I have a DataFrame with multiple columns where I want to assign some values, in a new column given a condition, to the entire given group identified by the column "id". The condition is: if "freq_cent" > 0.5, then the new column should have the value from the column 'Sentiment' in it for the given id. That is whether the freq_cent is greater than 0.5 or less than 0.5 for a given observation, the new column should contain the sentiment value that qualifies for greater than 0.5 for that entire group.
To create the sample DataFrame:
data = {'id': ['205', '205', '204', '204', '204'],
'Sentiment': ['Positive', 'Positive', 'Neutral', 'Positive', 'Positive']}
df = DataFrame(data)
df['freq'] = df.groupby('Sentiment')['id'].transform(pd.Series.nunique)

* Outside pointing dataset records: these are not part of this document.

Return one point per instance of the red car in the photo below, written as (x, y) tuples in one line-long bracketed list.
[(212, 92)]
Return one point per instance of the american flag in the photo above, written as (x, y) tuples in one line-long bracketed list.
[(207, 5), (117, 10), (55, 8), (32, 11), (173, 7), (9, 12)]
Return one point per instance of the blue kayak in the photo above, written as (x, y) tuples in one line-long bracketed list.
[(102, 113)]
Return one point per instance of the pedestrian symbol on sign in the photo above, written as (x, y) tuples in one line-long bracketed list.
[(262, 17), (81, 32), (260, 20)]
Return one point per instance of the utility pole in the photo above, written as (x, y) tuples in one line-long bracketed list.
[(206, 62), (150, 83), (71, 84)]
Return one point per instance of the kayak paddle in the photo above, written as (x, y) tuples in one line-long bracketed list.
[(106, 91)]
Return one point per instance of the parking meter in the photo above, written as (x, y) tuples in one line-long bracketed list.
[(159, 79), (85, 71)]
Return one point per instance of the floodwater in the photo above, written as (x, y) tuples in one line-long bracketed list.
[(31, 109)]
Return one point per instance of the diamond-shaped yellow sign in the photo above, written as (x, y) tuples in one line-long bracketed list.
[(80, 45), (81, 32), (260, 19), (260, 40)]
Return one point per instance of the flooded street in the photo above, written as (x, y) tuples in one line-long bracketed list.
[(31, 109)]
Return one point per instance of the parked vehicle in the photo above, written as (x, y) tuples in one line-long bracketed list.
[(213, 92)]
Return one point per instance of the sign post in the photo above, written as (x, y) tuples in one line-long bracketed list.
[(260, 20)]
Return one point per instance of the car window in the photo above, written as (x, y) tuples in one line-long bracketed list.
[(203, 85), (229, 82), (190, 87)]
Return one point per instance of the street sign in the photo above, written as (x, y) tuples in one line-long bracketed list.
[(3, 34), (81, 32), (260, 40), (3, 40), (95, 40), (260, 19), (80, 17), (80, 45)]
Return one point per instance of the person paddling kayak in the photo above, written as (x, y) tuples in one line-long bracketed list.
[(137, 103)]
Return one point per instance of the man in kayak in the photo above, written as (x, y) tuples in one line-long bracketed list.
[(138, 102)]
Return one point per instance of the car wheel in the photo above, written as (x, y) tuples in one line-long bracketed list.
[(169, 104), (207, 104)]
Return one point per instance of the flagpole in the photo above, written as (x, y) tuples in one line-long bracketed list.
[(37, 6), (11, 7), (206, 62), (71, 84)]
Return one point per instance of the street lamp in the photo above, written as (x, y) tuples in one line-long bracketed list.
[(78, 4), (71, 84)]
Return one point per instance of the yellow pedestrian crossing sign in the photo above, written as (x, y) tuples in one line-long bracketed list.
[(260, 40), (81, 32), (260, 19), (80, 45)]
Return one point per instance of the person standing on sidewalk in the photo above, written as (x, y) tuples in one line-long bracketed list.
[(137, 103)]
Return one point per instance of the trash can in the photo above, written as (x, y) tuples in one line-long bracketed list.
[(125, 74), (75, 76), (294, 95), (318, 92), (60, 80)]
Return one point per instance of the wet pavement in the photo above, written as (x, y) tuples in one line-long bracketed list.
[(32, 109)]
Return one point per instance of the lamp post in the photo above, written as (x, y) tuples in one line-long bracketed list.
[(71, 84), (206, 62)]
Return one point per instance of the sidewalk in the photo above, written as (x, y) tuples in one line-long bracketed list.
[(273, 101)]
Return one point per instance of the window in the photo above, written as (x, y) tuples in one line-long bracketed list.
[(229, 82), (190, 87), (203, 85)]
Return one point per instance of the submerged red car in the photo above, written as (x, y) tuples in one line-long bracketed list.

# in order to get the correct frequencies, should add up the unique values of the sent_freq only.
df['freq_sum'] = df.groupby('id')['freq'].transform(pd.Series.count)
df['freq_cent'] = (df['freq']/df['freq_sum'])
df
Target Output:
id Sentiment freq freq_sum freq_cent new_column
0 205 Positive 2 2 1.000000 Positive
1 205 Positive 2 2 1.000000 Positive
2 204 Neutral 1 3 0.333333 Positive
3 204 Positive 2 3 0.666667 Positive
4 204 Positive 2 3 0.666667 Positive
I tried the following code:
df.groupby('id').apply(lambda x: x['new_col'] == x['Sentiment'] if (x['freq_cent'] > 0.5))
But, it doesn't work so far. I would be grateful for any suggestions. Thanks!